In diabetes, endothelium-dependent dilation of large and small coronary arteries is impaired, which results in a mismatch between myocardial metabolic demand and coronary blood flow. It has been proved that deferoxamine, an iron chelator that inhibits Fenton and Haber-Weiss reactions, restores a normal response to cold pressor test and flow increase in angiographically normal epicardial coronary arteries of diabetic patients. This result suggests that nitric oxide could be inactivated by reactive oxygen species. The aim of this study was to assess the effects of deferoxamine on coronary microcirculation vasomotion when myocardial oxygen demand is increased by sympathetic stimulation elicited by cold pressor test in type 2 diabetic patients. In 17 patients with angiographically normal coronary arteries and without any other coronary risk factors, coronary blood flow has been measured using quantitative angiography and intracoronary Doppler at baseline and during a cold pressor test, before and after intravenous administration of 500 mg deferoxamine. Increase in rate-pressure product, an estimate of myocardial metabolic demand, was similar before and after deferoxamine (+21.1 +/- 8.7% vs +20.5 +/- 8.9%, respectively), but coronary blood flow increase was significantly higher after deferoxamine (+6.3 +/- 12.9% vs +31.8 +/- 16.7%, respectively, p < 0.001), and coronary resistance was increased before deferoxamine and decreased after (+14.8 +/- 21.9% vs -7.9 +/- 10.9%, respectively, p < 0.001). Moreover, before deferoxamine, the negative correlation between coronary blood flow and rate-pressure product changes before deferoxamine (R = 0.518, P < 0.05) was turned in a positive relationship after deferoxamine (r = 0.546, p < 0.05). In conclusion, in type 2 diabetic patients, endothelium-dependent dilation of the coronary microcirculation is restored when iron-catalysed oxidative reactions are inhibited by deferoxamine, which restores the normal matching between myocardial oxygen demand and coronary blood flow.

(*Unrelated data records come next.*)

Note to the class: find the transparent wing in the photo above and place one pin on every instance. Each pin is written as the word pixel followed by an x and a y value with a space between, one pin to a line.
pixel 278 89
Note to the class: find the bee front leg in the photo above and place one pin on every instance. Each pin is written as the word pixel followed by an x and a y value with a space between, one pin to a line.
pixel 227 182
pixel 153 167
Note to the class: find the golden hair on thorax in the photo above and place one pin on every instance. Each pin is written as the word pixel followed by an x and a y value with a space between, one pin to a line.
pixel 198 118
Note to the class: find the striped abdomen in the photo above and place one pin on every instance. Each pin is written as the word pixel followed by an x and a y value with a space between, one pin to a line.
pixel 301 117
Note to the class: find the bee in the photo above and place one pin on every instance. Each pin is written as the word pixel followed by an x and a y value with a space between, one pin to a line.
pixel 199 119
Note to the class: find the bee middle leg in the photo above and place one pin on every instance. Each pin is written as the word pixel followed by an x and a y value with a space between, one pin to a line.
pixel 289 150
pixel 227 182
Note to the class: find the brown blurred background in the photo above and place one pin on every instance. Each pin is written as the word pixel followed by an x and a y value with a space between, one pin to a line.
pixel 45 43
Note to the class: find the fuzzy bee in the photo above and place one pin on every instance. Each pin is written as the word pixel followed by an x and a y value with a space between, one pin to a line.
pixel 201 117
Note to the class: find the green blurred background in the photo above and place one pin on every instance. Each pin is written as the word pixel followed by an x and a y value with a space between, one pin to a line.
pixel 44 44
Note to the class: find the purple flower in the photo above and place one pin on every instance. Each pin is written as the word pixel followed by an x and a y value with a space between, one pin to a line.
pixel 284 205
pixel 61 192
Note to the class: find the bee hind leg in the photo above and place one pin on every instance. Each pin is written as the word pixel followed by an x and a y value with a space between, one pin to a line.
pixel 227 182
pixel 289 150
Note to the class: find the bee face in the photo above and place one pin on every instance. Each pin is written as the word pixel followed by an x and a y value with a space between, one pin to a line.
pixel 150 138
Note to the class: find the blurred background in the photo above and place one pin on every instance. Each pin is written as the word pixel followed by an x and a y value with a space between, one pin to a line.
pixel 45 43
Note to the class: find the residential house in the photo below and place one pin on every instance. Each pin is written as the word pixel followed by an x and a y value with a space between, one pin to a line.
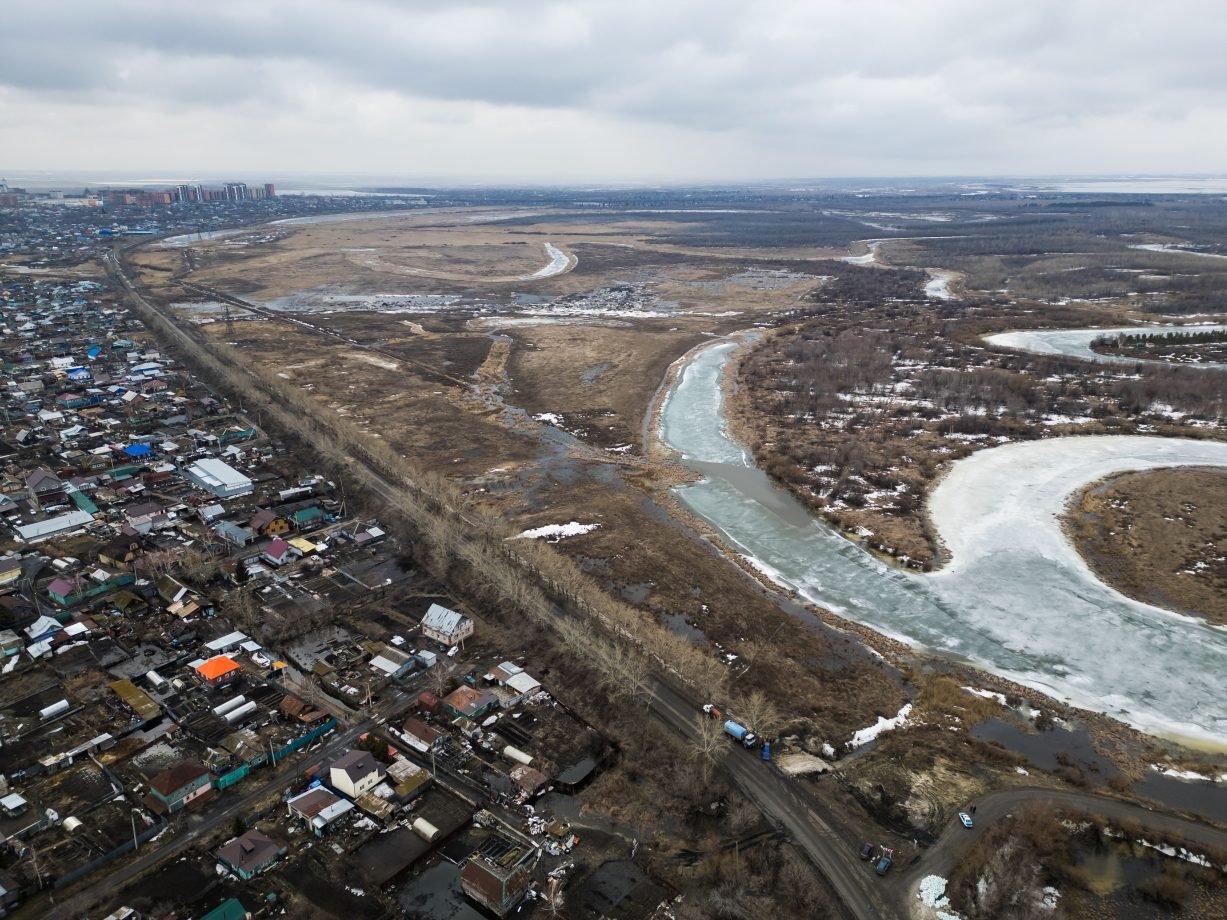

在糖尿病患者中,大、小冠状动脉的内皮依赖性舒张功能受损,这导致心肌代谢需求与冠状动脉血流之间不匹配。业已证明,去铁胺这种抑制芬顿反应和哈伯-维伊斯反应的铁螯合剂,可使糖尿病患者造影显示正常的心外膜冠状动脉对冷加压试验和血流增加恢复正常反应。这一结果表明,一氧化氮可能被活性氧灭活。本研究的目的是评估在2型糖尿病患者中,通过冷加压试验引发交感神经刺激使心肌需氧量增加时,去铁胺对冠状动脉微循环血管运动的影响。对17例冠状动脉造影正常且无任何其他冠状动脉危险因素的患者,在静脉注射500mg去铁胺之前和之后,于基线状态及冷加压试验期间,使用定量血管造影术和冠状动脉内多普勒测量冠状动脉血流。去铁胺用药前后,作为心肌代谢需求估计值的心率-血压乘积增加相似(分别为+21.1±8.7%和+20.5±8.9%),但去铁胺用药后冠状动脉血流增加显著更高(分别为+6.3±12.9%和+31.8±16.7%,p<0.001),且冠状动脉阻力在去铁胺用药前增加,用药后降低(分别为+14.8±21.9%和-7.9±10.9%,p<0.001)。此外,在去铁胺用药前,冠状动脉血流与去铁胺用药前心率-血压乘积变化之间呈负相关(R=0.518,P<0.05),而在去铁胺用药后转为正相关(r=0.546,p<0.05)。总之,在2型糖尿病患者中,当去铁胺抑制铁催化的氧化反应时,冠状动脉微循环的内皮依赖性舒张功能得以恢复,从而恢复心肌需氧量与冠状动脉血流之间的正常匹配。